Most 3d printers use the same approach to print food, building layer after layer. Does that make sense? Probably most of the time, but definitely is not the only approach.
An this is how Yogurt Up was born. Actually not. Yogurt up was born by looking at a food without caring about how to 3d print it. Everything started during my last visit to Korea, I was having dinner and my mother in law hand me a greek yogurt. Is funny how things that are so obvious some times are overlooked. After the first two spoons I realized that the texture of it was good to 3d print. And start playing with it. A week later when I was back to San Francisco and I bought 5 different types of yogurt and start experimenting with it.
Not all of them have the same consistency, obviously but I finally settle for Fage grek yogurt (we are not sponsored by them but would be cool ). The first test printing yogurt was free hand, without the printer just the extruder. That helped to try different deposition techniques. That was the instant when the non continuous dot technique started to take form.
The idea is to extrude big dots as building blocks elements.
By hand was easy to try but in order to test prints with the printer (DUH), a basic tool was mandatory to explore the parameters needed to control the technique. This was the moment the the Yogurt Up design tool was born.
What is it?
This is a test design tool that created dotted pyramids. The following video is a great visual aid to understand what the app does.
How to use it?
You are going to need a 3d printer with paste extruder. I am using Pinya3.
Parameters:
General pyramid parameters:
- Pyramid initial height [mm]
Height where the initial layer of dots will be be printed.
- Dot (layer) height [mm]
The distance between the bases of the previous layer of dots and the current one.
- Travel feedrate [mm/min]
Printer head movement feedrate without printing.
- Travel Z lift [mm]
Distance to retract the printer in the Z axis between travel from dot to dot.
- Build up pressure [mm]
Initial reservoir build up pressure to start printing with a paste extruder.
- Release pressure [mm]
Release reservoir pressure to avoid oozing material.
Dots parameters:
- Dots per side
This is the amount of rows and columns that the base pyramid layer will have. In previous video it was 3.
- Distance between dots [mm]
Distance between the center of each adjacent dot.
- Dot initial printing height [mm]
Distance between the dots layer base height and the starting dot printing height.
- Dot final printing height [mm]
Final dot printing height refered to the current layer of dots.
- Printing dot feedrate [mm/min]
Printing dot feedrate.

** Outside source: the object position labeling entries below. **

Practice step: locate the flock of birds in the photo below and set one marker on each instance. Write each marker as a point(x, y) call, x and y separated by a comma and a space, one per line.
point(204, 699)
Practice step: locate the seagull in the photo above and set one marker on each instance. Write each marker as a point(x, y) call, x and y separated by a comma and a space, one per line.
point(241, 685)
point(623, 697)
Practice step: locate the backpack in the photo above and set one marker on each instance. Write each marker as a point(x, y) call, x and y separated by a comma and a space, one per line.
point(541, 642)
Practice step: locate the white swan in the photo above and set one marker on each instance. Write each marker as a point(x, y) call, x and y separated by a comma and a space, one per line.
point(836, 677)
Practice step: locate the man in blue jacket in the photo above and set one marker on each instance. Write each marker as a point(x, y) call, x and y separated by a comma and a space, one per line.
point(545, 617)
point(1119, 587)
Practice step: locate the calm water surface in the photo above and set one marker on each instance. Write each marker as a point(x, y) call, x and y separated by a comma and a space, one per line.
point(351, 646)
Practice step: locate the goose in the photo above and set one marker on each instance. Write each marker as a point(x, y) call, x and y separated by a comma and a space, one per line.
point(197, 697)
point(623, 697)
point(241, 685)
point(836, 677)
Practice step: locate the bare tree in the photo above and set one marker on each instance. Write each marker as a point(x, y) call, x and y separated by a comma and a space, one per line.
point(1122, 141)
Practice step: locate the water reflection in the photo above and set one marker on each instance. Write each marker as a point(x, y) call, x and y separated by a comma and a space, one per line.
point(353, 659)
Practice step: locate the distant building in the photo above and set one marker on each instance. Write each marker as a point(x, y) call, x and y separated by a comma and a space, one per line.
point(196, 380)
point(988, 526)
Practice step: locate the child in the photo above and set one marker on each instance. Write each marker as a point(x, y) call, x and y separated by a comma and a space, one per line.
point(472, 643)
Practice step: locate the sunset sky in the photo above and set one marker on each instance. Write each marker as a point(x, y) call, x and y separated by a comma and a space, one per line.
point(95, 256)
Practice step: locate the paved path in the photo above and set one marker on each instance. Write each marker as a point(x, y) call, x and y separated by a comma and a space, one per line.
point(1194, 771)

Affects both the extrusion and Z axis.
- Dot extrusion [mm]
Distance to be extruded per dot.
- Printing dot retraction [mm]
Extruder retraction after each printed dot to avoid oozing/dripping material.
Considerations
This is a test application, by no means I guarantee will work with your printer, therefore use it AS IS.
The output GCode start at the position x=0 and y=0.
We have tried, several different material; yogurt, chocolate mousse, hummus,… So extruding feedrate will totally depend on the material and the extruder that you are using. Actually fast prints will depend on that.